Officer shot and killed, suspect found dead in Ohio


Ohio police said a gunman intoxicated with a gulp of beer killed an officer responding to a call in a store parking lot early Saturday morning.

TOLEDO, Ohio – An officer who was answering a call in a store parking lot was shot dead early Saturday morning by an intoxicated man holding a beer, police said.

Toledo officer Anthony Dia was shot in the chest just after midnight in the parking lot of a Home Depot, and was later pronounced dead in a hospital, police chief George Kral said at a press conference.

Witnesses told police that the man shot the officer with a pistol and then entered a wooded area. At some point, officers heard a single shot coming from the forest, Kral said. The gunman, only described as a 57-year-old white man, was found dead of an apparent gunshot wound to the head around 3:15 a.m.

Kral said Dia was sent to check to “make sure this man was fine.” Dia, 26, leaves behind a wife and a 2-year-old boy, the chief said.

Toledo resident Shalene Houke stifled her sobs when she told The Toledo Blade that she overheard the officer calling for help and saying he had been shot before passing out.

“I was young and I was scared,” he said.

Mayor Wade Kapszukiewicz said he was in the Toledo Hospital, where Dia was taken after the shooting.

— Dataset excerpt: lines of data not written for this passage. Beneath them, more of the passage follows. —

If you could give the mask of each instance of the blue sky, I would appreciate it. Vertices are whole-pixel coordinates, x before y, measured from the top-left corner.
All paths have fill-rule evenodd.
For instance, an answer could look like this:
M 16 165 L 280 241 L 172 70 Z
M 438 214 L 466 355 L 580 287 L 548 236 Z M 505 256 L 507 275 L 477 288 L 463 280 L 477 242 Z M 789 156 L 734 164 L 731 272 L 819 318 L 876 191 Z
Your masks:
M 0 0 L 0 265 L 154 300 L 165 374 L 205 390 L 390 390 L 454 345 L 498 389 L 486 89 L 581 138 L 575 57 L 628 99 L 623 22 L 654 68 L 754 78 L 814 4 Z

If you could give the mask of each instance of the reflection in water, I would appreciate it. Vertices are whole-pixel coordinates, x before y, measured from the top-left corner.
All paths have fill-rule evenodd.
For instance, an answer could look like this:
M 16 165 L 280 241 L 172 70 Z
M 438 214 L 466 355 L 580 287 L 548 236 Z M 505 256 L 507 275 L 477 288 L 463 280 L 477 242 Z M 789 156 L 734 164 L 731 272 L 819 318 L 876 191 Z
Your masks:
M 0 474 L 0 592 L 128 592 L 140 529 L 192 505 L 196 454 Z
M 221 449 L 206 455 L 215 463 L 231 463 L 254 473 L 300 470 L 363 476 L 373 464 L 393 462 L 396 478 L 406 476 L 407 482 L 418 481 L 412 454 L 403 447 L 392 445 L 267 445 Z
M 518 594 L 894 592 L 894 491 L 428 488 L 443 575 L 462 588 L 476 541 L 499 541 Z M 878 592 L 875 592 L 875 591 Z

“I will never forget the sight of Officer Dia being taken from the hospital on a stretcher, his body wrapped in an American flag, flanked by some 30 Toledo police officers, saluting and crying,” said the mayor.

Neither Kral nor Kapszukiewicz answered questions during the press conference. More information is expected to be provided at another press conference on Monday.

Governor Mike DeWine expressed his condolences and said he had ordered the flags in Lucas County and the Ohio Statehouse to be flown at half-staff since Sunday through the officer’s funeral service.

Ohio Attorney General Dave Yost said in a statement that his “heart was broken” by the officer’s family.

“Officer Dia lost his life doing what the police do during each vigil of their lives: trying to help someone,” Yost said. “His memory will remain firm forever, a man who did his duty in his final act.”